Watch out for stink bugs and kudzu bugs

• By Sandy Steckel and Scott Stewart •

green stink bug
Adult green stink bug — photo courtesy University of Tennessee

Many soybeans in Tennessee have entered the reproductive stages, and this is a critical time for scouting insects. This is especially true for fields in the later development stages with seed forming in pods as they are very attractive to several species of stink bugs, which are seed feeders.

Green stink bugs

The most common insect pest in our soybeans are green stink bugs. We can also have brown stink bugs, brown marmorated stink bugs and a few other less common species.

The best way to determine what insects are present in your beans is with a sweep net. Just a reminder, adult and immature stink bugs both count toward the treatment threshold of 9 per 25 sweeps in R1-R6 soybeans.

The University of Tennessee recommends doing four sets of 25 sweeps in representative parts of the field, not just edges or middles. We know getting to the middles of most narrow-row fields is not always practical, but do the best you can.

Most pyrethroid insecticides work well on green stink bugs. However, be mindful if you have a fair number of brown stink bugs (20% – 30%). In this case, bifenthrin or acephate will do better at controlling both green and brown stink bugs.

Kudzu bugs on the rise
kudzu bugs
Photo courtesy Auburn University

Populations of kudzu bugs are also increasing in some areas. Adults and egg clusters are not difficult to find in soybean locally.

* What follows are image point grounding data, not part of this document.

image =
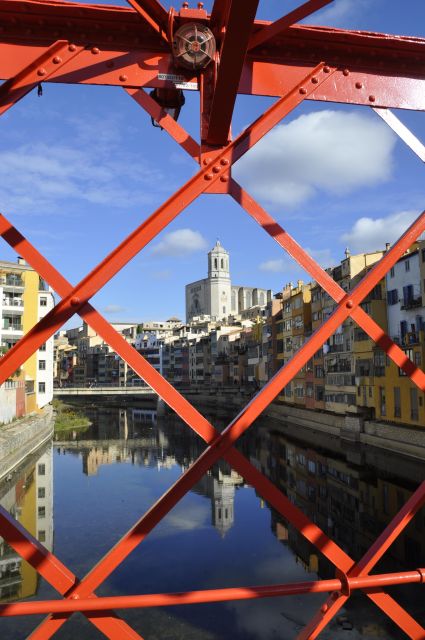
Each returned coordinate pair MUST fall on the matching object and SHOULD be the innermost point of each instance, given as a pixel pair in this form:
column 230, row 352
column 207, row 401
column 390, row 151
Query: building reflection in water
column 27, row 495
column 351, row 502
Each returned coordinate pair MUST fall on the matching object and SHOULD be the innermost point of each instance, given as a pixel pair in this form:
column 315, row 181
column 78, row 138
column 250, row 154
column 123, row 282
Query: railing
column 355, row 80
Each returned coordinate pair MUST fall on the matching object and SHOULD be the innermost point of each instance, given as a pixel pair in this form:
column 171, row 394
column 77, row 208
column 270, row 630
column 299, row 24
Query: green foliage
column 68, row 418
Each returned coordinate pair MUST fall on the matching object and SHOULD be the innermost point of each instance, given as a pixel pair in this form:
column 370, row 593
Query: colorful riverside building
column 24, row 299
column 400, row 401
column 351, row 374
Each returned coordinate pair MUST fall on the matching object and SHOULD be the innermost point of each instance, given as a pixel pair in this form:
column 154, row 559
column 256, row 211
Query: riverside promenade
column 22, row 437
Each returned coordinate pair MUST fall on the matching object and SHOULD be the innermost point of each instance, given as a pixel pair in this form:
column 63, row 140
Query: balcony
column 412, row 303
column 11, row 281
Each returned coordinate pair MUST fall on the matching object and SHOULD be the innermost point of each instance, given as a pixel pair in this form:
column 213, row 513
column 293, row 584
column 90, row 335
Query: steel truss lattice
column 94, row 44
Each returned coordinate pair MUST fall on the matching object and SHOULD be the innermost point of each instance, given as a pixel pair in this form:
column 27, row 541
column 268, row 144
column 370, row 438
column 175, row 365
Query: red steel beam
column 364, row 566
column 157, row 27
column 143, row 234
column 285, row 240
column 56, row 573
column 211, row 595
column 239, row 23
column 221, row 444
column 39, row 70
column 276, row 28
column 166, row 122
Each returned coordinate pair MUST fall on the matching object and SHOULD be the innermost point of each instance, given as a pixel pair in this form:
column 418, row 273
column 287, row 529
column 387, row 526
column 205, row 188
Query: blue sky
column 81, row 167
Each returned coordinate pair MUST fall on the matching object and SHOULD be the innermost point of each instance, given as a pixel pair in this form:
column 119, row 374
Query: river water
column 82, row 492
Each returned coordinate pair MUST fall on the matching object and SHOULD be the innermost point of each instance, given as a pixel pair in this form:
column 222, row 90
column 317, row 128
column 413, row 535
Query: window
column 397, row 402
column 392, row 296
column 414, row 411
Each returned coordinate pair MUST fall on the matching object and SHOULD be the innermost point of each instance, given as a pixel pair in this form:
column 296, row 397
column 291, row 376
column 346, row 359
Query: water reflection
column 27, row 495
column 108, row 475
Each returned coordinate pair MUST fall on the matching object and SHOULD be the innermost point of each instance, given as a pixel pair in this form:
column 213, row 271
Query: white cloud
column 180, row 243
column 339, row 12
column 276, row 266
column 330, row 151
column 371, row 234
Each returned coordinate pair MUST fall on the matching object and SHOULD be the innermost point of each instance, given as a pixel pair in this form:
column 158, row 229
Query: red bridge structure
column 222, row 54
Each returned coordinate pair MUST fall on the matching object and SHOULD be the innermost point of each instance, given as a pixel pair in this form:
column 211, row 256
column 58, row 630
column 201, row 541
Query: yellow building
column 24, row 299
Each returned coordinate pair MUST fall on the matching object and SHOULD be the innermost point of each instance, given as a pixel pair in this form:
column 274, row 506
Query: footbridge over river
column 94, row 391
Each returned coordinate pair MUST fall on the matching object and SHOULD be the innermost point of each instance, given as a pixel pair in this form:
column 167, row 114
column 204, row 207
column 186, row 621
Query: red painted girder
column 210, row 595
column 279, row 26
column 140, row 68
column 218, row 16
column 57, row 574
column 159, row 27
column 364, row 566
column 233, row 50
column 39, row 70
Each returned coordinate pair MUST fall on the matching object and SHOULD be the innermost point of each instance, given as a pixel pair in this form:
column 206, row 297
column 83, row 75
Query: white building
column 406, row 315
column 216, row 296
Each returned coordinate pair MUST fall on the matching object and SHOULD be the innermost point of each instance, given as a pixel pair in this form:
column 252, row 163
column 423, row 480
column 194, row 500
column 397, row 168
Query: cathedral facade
column 216, row 296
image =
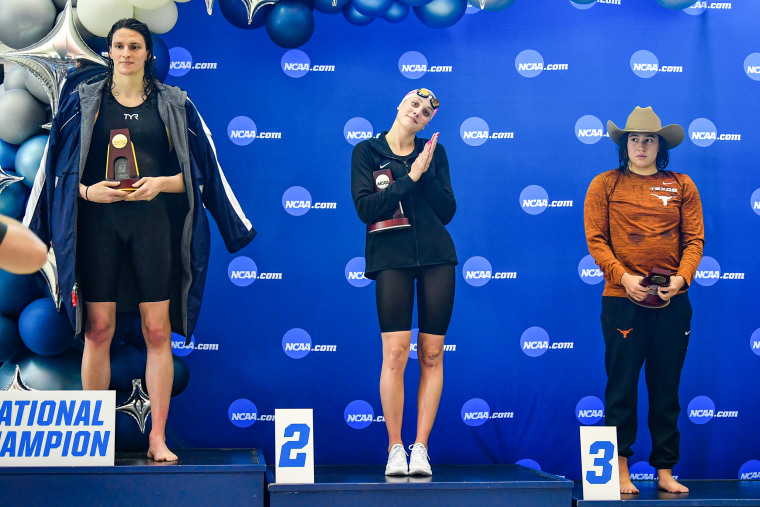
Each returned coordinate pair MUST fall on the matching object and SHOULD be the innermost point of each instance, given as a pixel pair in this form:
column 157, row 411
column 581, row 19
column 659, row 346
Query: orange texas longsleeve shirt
column 645, row 222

Do not trigger an application on adults, only nymphs. Treatment is warranted if you average 1 nymph per sweep (or 25 nymphs per 25 sweeps).

Products with the active ingredient bifenthrin are hard to beat at 5-6 oz/acre, but most pyrethroid insecticides generally provide good control with the exception of cyfluthrin (e.g., Baythroid XL and Tombstone).

Sandy Steckel is Extension assistant, and Dr. Scott Stewart is IPM Extension specialist. Both are with the University of Tennessee.